Che siano tutti "angeli" allora? Ma neanche per sogno: nessuno ha mai detto questo.

Forse riuscirò a spiegarmi un po’ meglio nelle righe a venire, se avrete la pazienza e la bontà di spingervi sino alla fine di questa mia introduzione.

Certo che sarebbe anche interessante capire (ma non ci vuole molto…) perché i mass media ci propinano sempre e solo fattacci di ex detenuti e/o detenuti in semilibertà che commettono reati (così gran parte della gente digrigna ancor più i denti verso "la categoria" in generale e magari li vorrebbe vedere anche appesi a testa in giù e forse anche fucilati all'istante…) quando le statistiche parlano chiaro: solo lo 0,1% di chi esce dal carcere vi ritorna come recidivo.

Lo 0,1%: non l’1% o il 10%. No, non è un errore di battitura: è lo 0,1%!

Lo sapevate?

La nostra Costituzione all'art. 27, II° comma, inoltre, prevede la "rieducazione" del condannato: come? Quando?

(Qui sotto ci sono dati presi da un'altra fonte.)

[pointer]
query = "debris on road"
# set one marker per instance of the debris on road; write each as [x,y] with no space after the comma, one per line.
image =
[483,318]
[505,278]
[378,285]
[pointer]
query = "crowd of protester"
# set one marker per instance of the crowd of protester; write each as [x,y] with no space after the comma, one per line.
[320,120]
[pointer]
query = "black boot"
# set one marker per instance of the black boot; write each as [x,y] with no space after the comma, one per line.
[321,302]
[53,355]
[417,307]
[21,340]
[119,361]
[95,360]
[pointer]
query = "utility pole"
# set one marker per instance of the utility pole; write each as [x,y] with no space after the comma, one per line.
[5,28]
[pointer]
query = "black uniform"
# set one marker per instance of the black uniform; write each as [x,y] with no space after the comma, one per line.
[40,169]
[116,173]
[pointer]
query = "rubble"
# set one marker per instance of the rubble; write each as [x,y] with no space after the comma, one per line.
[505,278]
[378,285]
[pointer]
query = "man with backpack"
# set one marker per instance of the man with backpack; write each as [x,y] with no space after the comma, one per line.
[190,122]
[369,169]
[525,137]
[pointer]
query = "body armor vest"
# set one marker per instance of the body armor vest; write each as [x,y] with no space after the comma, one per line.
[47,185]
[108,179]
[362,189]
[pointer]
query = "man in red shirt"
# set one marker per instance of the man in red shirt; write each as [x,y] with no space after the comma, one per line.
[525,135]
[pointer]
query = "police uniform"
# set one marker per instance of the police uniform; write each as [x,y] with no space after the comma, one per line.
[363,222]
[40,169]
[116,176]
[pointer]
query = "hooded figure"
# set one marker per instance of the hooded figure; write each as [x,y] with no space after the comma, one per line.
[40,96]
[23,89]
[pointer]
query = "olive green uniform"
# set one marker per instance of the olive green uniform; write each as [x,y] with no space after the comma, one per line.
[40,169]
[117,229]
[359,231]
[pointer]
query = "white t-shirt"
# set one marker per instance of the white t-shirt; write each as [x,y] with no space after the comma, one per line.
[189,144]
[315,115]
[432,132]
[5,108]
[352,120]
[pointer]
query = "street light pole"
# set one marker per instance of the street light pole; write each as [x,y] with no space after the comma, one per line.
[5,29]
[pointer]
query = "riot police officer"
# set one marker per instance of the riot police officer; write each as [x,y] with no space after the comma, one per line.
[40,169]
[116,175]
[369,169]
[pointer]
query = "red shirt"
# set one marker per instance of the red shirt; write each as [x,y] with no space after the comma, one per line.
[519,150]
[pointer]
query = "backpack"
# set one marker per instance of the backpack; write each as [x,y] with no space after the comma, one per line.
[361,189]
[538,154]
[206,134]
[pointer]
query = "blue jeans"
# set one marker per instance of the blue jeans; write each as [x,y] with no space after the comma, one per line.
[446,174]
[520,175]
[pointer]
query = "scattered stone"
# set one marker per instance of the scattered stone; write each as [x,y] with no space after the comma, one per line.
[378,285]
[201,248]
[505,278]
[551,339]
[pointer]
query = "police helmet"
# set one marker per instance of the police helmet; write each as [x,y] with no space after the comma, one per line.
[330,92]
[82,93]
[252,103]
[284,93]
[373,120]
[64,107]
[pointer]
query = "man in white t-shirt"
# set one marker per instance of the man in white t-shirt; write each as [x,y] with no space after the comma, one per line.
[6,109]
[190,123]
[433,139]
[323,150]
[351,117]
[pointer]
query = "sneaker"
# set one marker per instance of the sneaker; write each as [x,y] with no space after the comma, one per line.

Pare un'assurda barzelletta (anzi lo è).

Qualcuno abbia la bontà di spiegarci come si fa a "rieducare" un detenuto facendolo vivere con altre 5/6 persone in una cella costruita per 2 (vedi "San Vittore" a Milano, costruito per 1.500 detenuti ed affollato da 2.400 persone, o "Santa Bona" a Treviso, costruito per ospitare 150 detenuti e attualmente "abitato" da circa 250)? Un nostro corrispondente mi ha raccontato, faccia a faccia, che vive in una cella mignon con un letto a "tricastello" tant'è che quando uno sta in piedi gli altri due devono restare a letto per mancanza di spazio vivibile: ovviamente con bagno turco compreso in cella, così quando il fortunato di turno che sta in piedi deve "andare" anche in bagno (basta che sposti solo qualche piede) gli altri due devono o possono "assistere" in diretta all'avvenimento…il "Grande Fratello" in confronto è uno spettacolino da principianti (e qui non servono neanche una televisione nè mille telecamere)…amara, e quanto amara, ironia…"Rieducazione" del condannato?!

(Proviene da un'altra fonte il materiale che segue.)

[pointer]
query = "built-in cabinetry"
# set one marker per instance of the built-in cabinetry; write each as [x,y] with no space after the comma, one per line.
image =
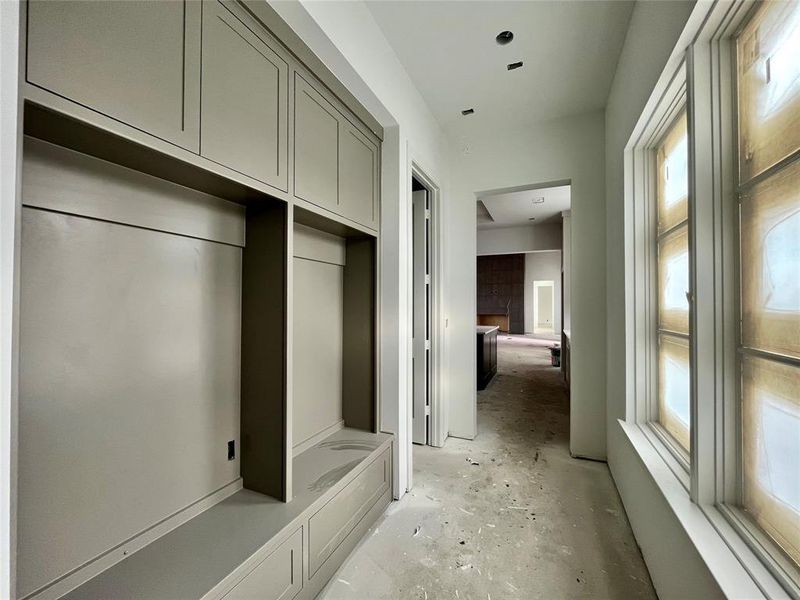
[134,68]
[245,95]
[336,165]
[135,62]
[198,412]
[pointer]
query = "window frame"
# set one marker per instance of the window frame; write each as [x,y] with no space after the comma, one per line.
[712,478]
[729,496]
[643,157]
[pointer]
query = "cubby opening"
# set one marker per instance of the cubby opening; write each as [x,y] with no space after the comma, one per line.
[156,300]
[333,355]
[152,335]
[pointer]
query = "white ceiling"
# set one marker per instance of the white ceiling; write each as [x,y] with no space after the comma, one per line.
[516,208]
[448,48]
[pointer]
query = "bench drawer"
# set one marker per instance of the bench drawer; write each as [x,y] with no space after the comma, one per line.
[277,577]
[331,524]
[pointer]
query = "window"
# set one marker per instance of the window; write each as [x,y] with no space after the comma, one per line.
[712,173]
[768,82]
[672,251]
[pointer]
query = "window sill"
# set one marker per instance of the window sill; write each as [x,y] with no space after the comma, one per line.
[738,572]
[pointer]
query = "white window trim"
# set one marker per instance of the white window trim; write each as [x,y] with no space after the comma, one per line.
[711,486]
[642,161]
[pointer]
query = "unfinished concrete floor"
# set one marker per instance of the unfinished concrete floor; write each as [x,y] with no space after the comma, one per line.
[507,515]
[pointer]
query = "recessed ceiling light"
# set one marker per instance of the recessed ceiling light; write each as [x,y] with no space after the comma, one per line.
[504,37]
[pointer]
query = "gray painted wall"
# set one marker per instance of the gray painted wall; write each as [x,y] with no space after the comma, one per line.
[529,238]
[130,361]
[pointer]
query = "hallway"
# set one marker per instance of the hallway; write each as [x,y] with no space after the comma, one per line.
[508,515]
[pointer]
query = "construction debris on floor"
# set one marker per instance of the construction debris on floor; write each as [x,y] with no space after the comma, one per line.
[507,515]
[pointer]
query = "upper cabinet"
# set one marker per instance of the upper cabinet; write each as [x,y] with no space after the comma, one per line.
[359,175]
[135,62]
[316,146]
[206,76]
[336,166]
[244,117]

È forse "rieducazione" che certi magistrati di sorveglianza rigettino continuamente permessi di libera uscita quando i pareri scritti dei sorveglianti e/o degli educatori (sulla affidabilità e la buona condotta del detenuto) sono più che favorevoli?

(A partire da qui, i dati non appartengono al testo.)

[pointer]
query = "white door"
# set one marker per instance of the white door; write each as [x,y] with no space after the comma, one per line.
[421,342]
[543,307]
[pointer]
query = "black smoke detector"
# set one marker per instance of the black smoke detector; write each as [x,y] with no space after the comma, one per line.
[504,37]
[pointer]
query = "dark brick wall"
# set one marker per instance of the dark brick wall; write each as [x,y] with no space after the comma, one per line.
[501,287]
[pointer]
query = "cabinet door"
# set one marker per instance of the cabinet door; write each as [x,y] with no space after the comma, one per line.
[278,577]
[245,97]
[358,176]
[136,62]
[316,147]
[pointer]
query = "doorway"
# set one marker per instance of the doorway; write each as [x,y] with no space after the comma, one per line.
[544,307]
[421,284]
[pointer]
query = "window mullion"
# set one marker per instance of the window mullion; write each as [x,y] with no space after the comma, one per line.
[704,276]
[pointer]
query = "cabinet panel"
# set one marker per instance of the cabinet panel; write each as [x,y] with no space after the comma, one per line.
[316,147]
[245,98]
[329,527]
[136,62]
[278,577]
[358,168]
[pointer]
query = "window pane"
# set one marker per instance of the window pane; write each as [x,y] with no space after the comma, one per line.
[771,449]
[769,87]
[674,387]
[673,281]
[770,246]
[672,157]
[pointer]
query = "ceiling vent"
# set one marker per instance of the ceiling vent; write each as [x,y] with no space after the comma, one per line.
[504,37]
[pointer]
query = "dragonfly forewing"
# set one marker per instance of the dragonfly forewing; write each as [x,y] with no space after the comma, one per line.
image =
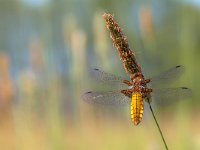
[106,98]
[167,77]
[107,78]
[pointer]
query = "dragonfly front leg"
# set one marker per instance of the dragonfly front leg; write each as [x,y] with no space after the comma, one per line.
[127,82]
[127,93]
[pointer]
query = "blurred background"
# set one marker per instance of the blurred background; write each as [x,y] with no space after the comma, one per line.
[47,48]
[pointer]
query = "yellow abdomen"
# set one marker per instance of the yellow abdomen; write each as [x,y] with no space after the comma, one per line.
[137,108]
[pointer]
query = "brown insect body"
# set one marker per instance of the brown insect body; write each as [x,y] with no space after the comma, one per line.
[138,90]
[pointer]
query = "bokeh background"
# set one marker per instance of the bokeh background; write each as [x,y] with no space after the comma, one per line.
[47,48]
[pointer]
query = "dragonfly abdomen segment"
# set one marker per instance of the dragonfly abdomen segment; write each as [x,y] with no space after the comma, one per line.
[137,108]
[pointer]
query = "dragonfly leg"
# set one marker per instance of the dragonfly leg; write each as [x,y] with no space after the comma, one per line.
[127,93]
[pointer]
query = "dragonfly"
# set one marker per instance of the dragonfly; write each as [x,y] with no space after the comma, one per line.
[137,90]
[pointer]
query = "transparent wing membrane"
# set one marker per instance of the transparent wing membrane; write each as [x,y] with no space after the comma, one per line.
[106,98]
[167,77]
[167,95]
[107,78]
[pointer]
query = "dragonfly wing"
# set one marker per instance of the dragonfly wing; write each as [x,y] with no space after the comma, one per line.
[166,95]
[168,76]
[107,78]
[106,98]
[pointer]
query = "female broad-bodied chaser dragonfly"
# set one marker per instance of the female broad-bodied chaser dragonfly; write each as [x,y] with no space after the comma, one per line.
[137,90]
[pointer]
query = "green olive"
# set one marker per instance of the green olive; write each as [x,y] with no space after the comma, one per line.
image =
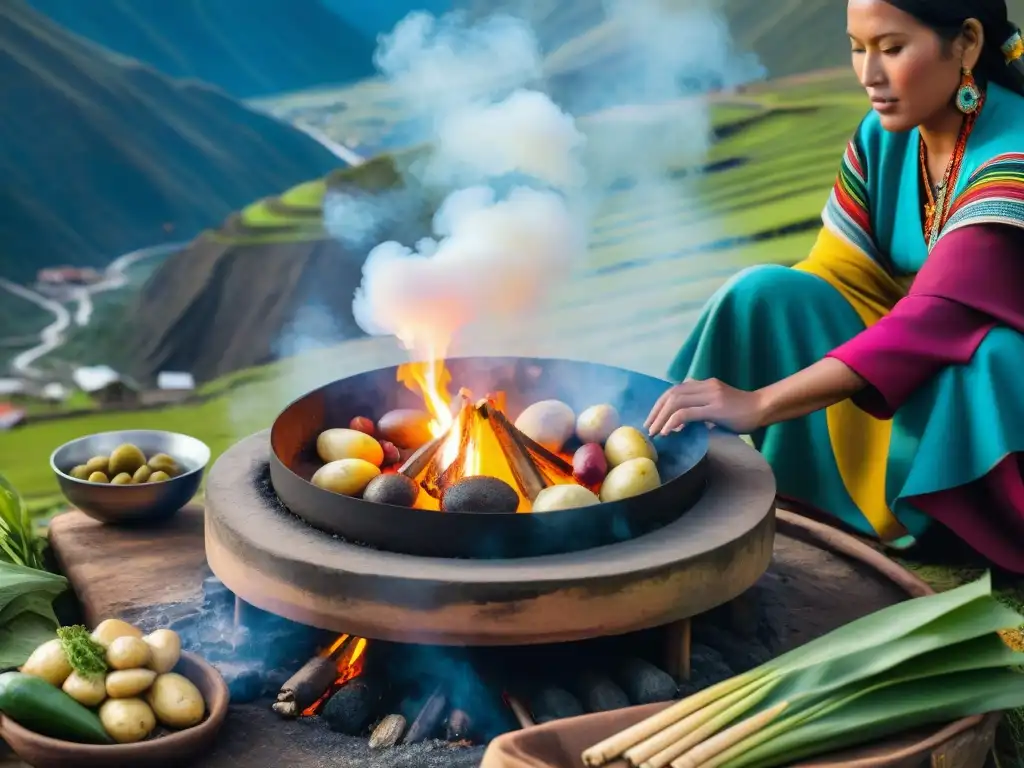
[163,463]
[126,458]
[81,472]
[98,464]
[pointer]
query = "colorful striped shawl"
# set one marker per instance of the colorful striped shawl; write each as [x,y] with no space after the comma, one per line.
[876,203]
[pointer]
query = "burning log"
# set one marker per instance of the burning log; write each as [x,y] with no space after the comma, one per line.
[554,704]
[522,715]
[429,718]
[459,726]
[353,707]
[527,476]
[418,462]
[387,732]
[527,444]
[312,680]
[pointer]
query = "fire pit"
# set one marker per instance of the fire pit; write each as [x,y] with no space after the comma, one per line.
[420,594]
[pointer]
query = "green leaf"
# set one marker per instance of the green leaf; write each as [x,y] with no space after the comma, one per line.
[22,636]
[891,709]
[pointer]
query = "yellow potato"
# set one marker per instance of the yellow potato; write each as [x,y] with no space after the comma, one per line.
[554,498]
[630,478]
[334,444]
[176,700]
[88,691]
[48,662]
[128,653]
[127,720]
[129,683]
[597,423]
[348,476]
[111,629]
[550,423]
[626,443]
[166,647]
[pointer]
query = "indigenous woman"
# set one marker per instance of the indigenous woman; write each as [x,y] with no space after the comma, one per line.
[883,377]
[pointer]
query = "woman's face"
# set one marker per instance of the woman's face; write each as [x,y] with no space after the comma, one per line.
[909,73]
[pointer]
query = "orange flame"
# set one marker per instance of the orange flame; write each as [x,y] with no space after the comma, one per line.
[349,663]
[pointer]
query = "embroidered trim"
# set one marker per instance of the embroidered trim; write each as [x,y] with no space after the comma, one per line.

È forse "rieducazione", in alcuni carceri, potersi fare la doccia solo una volta alla settimana (specie d'estate)?

È forse "rieducazione", in quasi tutte le carceri, non avere la possibilità di lavorare, di guadagnarsi qualcosa per non gravare sulle spalle dei contribuenti e prima ancora (se c'è e se non è già frantumata) della propria famiglia? È forse "rieducazione" star male e sentirsi rifiutare in tantissimi casi i farmaci ad hoc perché ci sono sempre i classici tagli annuali alla Sanità e i primi a pagarne il prezzo, oltre agli anziani, sono sempre i detenuti, visto che le dispense delle infermerie di certe carceri hanno buchi da far paura?

Non parliamo poi dei farmaci salvavita…

È forse "rieducazione" che in tantissimi carceri ci siano solo un educatore ed uno psicologo ogni 200/250 detenuti?

Si parla comunemente anche di "reinserimento" nella società, una volta scontata la pena: più di un detenuto ci ha confessato di avere il terrore di uscire (al fine pena) per non sapere dove andare a dormire, dove cercare un lavoro, dove procurarsi dei soldi per mangiare, per vivere, per spostarsi… Ci sono, come sempre, alcune comunità cattoliche e/o laiche che si occupano anche degli ex detenuti, ma a ben vedere, sono veramente poche, mosche bianche. Se una persona è tossicodipendente, alcolista, malata di AIDS ecc. trova quasi sempre un aiuto (per fortuna, grazie a Dio).

Ma credete, chi esce dal carcere e va in cerca di un lavoro col "marchio" di essere un ex carcerato, purtroppo resta tantissime volte a piedi e deve sottoporsi a delle peregrinazioni indicibili per poter ricominciare una vita seriamente onesta a tutti gli effetti. E si porta così dietro una seconda condanna, tatuata a fuoco, dopo aver pagato la prima (e a che prezzo!): quella dell'indifferenza e dalla ghettizzazione della nostra società. Cambia l’uomo ma troppo spesso non cambia la società.

Ben diceva uno scrittore, in una frase celeberrima: "Fa più rumore un albero che cade rispetto ad una foresta che cresce in silenzio".

E per citare anche Raoul Follereau: "Rifiutate di mettere la vostra vita su un binario morto. Ma rifiutate anche l'avventura in cui la parte dell'orgoglio è più grande di quella del servizio. Denunciate, ma per esaltare. Contestate, ma per costruire. Che perfino la vostra rivolta stessa e la sua collera, siano amore!".

Ecco, in questo libro lasceremo un po’ di spazio a chi spazio non l’ha mai avuto. Cercheremo di aprire un piccolo barlume di luce con la speranza che questo porti ad un sincero sforzo di comprensione, se si vuole anche caritatevole, denudata dai soliti pregiudizi di massa che nullificano l'Uomo.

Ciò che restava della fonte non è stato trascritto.